One question that pops into my mind is, are the free weeks and airline tickets already used or will you get them with the resale purchase of the membership?

Itchyfeet,
The AI rates vary by season and which resort you stay at the cheapest rate is 1460 for the week for mid august to late dec to 3304 for a week for during high time the week of christmas and new years.  Both of these rates are per room for two people.  You have to look at things a little differently becaue you are not required to pay MF the rates cover your maint fee + the extras and your meals.
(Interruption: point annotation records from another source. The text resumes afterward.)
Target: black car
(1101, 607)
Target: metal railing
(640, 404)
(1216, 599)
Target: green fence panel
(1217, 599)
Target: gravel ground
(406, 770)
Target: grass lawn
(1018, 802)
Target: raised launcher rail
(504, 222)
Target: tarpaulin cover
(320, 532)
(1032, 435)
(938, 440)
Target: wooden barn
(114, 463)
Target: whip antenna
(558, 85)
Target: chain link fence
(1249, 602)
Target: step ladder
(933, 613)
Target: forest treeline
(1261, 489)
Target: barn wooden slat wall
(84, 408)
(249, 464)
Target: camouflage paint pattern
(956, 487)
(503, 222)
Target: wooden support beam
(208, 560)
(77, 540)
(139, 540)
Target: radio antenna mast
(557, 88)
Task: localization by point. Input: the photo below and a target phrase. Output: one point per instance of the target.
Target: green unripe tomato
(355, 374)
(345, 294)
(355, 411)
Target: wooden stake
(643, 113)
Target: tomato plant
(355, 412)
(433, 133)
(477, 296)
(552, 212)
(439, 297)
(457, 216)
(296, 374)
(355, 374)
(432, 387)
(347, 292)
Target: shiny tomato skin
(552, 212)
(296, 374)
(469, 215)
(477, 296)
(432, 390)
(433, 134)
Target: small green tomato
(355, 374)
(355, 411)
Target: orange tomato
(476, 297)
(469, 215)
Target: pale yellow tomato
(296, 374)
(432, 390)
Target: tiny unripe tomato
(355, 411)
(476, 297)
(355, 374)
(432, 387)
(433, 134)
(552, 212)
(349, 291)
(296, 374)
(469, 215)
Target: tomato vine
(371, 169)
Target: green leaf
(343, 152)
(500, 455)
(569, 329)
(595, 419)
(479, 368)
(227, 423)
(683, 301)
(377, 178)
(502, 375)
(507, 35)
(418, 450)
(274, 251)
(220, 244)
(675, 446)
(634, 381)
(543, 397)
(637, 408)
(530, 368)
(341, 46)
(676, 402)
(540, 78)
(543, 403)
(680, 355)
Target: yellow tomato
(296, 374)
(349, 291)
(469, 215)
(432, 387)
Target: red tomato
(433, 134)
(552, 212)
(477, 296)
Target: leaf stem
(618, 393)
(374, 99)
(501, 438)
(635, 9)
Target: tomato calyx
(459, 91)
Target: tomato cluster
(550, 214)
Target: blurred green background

let me know if you guys have any more questions, I'm always happy to help!

Kathy


----------



## jtcolson

My husband and I are interested in purchasing 50 weeks from an existing Palace resort VIP premier member that has over 200 weeks.  Does anyone know if they will create a new member number for us and transfer these weeks into our name?  How does that work?  Thanks in advance for the help.


----------



## venomous99

i know this is an old thread but ill answer the question...
as far as i know, palace resorts doesnt offer this option for those buying several weeks from a member. basically this would have to be managed through the member who would grant you access to use their membership weeks. obviously, this method isnt attractive for both member and potential buyer 

on older timeshare memberships such as world vacation travel, they used to issue numbered certificates that were assigned to a particular membership so as a member, you could give/sell the certificate weeks to whoever u wanted.  they no longer do this.


----------



## Semi-Retired

*Wanting to BUY Palace Resort weeks*

We Love the Palace Resorts (Moon Palace). We would like to buy a members remaining weeks rather than through the resort . I seem to find many rentals , but I don't see any members wanting to sell their package of weeks . Why is that ?


----------